When a parent passes away in their Manhattan apartment, the family often finds a will tucked away in a safe or a desk drawer. There is an initial sense of relief—a belief that the instructions are clear and the process will be simple. That relief, however, is often premature. A will does not execute itself. It is merely a set of instructions for the New York Surrogate’s Court, and until a judge validates it, the document has no legal power.
This is the beginning of probate. In my years of practice, I have seen families discover that the piece of paper they thought was the end of the story is actually the start of a lengthy, and sometimes contentious, legal proceeding.
The Will as a Petition to the Court
Many people believe a will is a private document that allows an executor to immediately begin distributing assets. This is a fundamental misunderstanding of the process. The will is, in effect, a petition. The person you named as your executor must submit the original will to the Surrogate’s Court in the county where the decedent lived and ask to be formally appointed. This is where the work begins.
The court’s first job is to ensure the will is valid. This means confirming it meets the strict formal requirements of New York law. Under Estates, Powers and Trusts Law (EPTL) § 3-2.1, a will must be signed by the testator at the end, and that signature must be witnessed by at least two people who also sign their names within a 30-day period. A simple mistake—a signature in the wrong place, a witness who is also a beneficiary without a second, disinterested witness—can stall the process for months or even invalidate the entire document.
Once the will is submitted, the court issues a “citation” to all interested parties—anyone who would have inherited if there were no will. This gives them a legal opportunity to object. This is a critical juncture where family disputes can ignite, turning a private family matter into a public court battle.
The Executor’s Fiduciary Duty
If the court validates the will and there are no successful challenges, it issues “Letters Testamentary.” This is the official document that grants your chosen executor the authority to act on behalf of your estate. Only then can they begin the real work of stewardship: gathering assets, paying outstanding debts and taxes, and eventually, distributing what remains to the beneficiaries you named.
This role is not a simple administrative task. It is a fiduciary duty—the highest standard of care under the law. The executor must be prudent, transparent, and loyal to the estate’s interests above their own. They are accountable to both the beneficiaries and the court for every decision made. This includes:
- Inventorying and Appraising Assets: From real estate and investment accounts to personal property, every asset must be located, valued, and secured.

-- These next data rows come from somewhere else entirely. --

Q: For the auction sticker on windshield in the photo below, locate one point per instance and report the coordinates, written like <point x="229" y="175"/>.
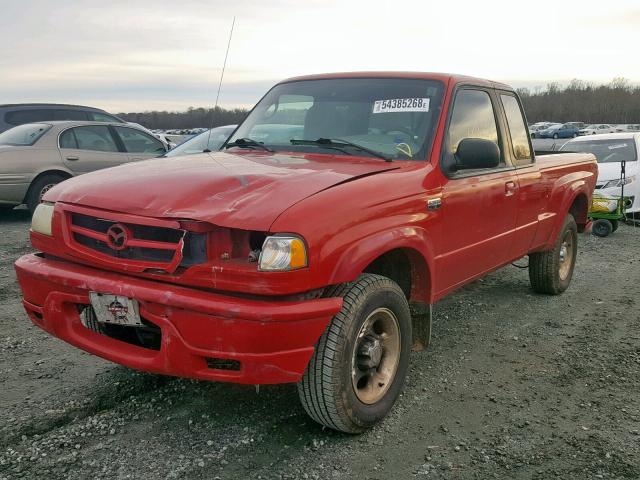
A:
<point x="401" y="105"/>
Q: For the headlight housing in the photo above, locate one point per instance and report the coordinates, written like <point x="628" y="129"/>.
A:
<point x="282" y="253"/>
<point x="618" y="182"/>
<point x="42" y="219"/>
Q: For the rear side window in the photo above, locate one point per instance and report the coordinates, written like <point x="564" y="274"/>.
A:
<point x="472" y="117"/>
<point x="23" y="135"/>
<point x="68" y="139"/>
<point x="139" y="142"/>
<point x="92" y="137"/>
<point x="20" y="117"/>
<point x="518" y="129"/>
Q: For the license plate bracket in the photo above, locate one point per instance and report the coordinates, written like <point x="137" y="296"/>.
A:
<point x="116" y="309"/>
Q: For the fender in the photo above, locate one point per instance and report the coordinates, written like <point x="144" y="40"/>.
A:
<point x="564" y="193"/>
<point x="363" y="252"/>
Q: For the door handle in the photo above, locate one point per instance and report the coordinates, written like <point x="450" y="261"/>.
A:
<point x="510" y="188"/>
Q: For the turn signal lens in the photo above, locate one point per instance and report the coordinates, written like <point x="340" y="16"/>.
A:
<point x="282" y="254"/>
<point x="42" y="218"/>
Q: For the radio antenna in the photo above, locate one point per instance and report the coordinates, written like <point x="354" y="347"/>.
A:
<point x="224" y="66"/>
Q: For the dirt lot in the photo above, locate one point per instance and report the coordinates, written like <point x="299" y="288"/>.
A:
<point x="515" y="385"/>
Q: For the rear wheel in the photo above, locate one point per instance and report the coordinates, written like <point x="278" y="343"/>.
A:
<point x="602" y="227"/>
<point x="361" y="360"/>
<point x="41" y="186"/>
<point x="550" y="272"/>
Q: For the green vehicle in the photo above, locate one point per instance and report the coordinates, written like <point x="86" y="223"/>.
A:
<point x="607" y="212"/>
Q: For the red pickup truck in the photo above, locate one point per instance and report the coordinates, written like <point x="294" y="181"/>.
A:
<point x="312" y="247"/>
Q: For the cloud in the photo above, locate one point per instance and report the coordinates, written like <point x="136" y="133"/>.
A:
<point x="125" y="55"/>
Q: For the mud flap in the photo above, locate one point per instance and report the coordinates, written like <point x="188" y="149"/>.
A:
<point x="421" y="315"/>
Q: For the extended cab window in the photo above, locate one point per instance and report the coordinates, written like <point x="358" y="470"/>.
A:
<point x="92" y="137"/>
<point x="472" y="117"/>
<point x="139" y="142"/>
<point x="518" y="129"/>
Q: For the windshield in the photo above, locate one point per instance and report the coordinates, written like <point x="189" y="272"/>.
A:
<point x="606" y="151"/>
<point x="24" y="135"/>
<point x="198" y="144"/>
<point x="393" y="117"/>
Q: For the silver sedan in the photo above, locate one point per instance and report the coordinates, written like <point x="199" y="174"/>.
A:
<point x="36" y="156"/>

- Managing Debts and Expenses: The executor must notify creditors, evaluate claims, and pay legitimate debts and final administrative expenses from the estate’s funds.
- Filing Tax Returns: This includes the decedent’s final income tax returns as well as any required federal or state estate tax returns.
- Providing an Accounting: The executor must keep meticulous records and be prepared to show all beneficiaries how every dollar was managed.
Serving as an executor is a significant responsibility. You must choose someone who is not only trustworthy but also organized and capable of handling the financial and legal obligations.
Intentional Planning vs. Default Outcomes
Probate is the state’s default system for transferring wealth. It is designed to be methodical and public, which also means it is slow and expensive. A poorly drafted will, or no will at all, leaves your family at the mercy of this default process. It invites conflict and forces the court to make decisions you should have made yourself.
An intentional estate plan, on the other hand, is built with the probate process in mind. In some cases, the goal is to make probate as efficient as possible through a clear, professionally drafted will that anticipates potential challenges. In other situations, especially for clients with significant assets or privacy concerns, the objective is to avoid probate altogether through the use of trusts.
A revocable living trust, for example, allows your assets to be managed by a successor trustee you appoint, bypassing the Surrogate’s Court entirely. This provides privacy, continuity of management, and a much faster transition for your beneficiaries. It is not the right approach for everyone, but it is a powerful tool for deliberate, generational planning.
The choice between relying on a will alone or incorporating a trust is not about forms and documents. It is about outcomes. It’s about deciding whether you want your legacy managed in a public courtroom or through a private plan you designed.
A will is a vital instrument, but it is only one part of a much larger plan for your legacy. The first step is understanding how a will functions within the legal system. The next is to analyze how your own documents would perform under the scrutiny of the court, particularly if it has been more than five years since they were drafted.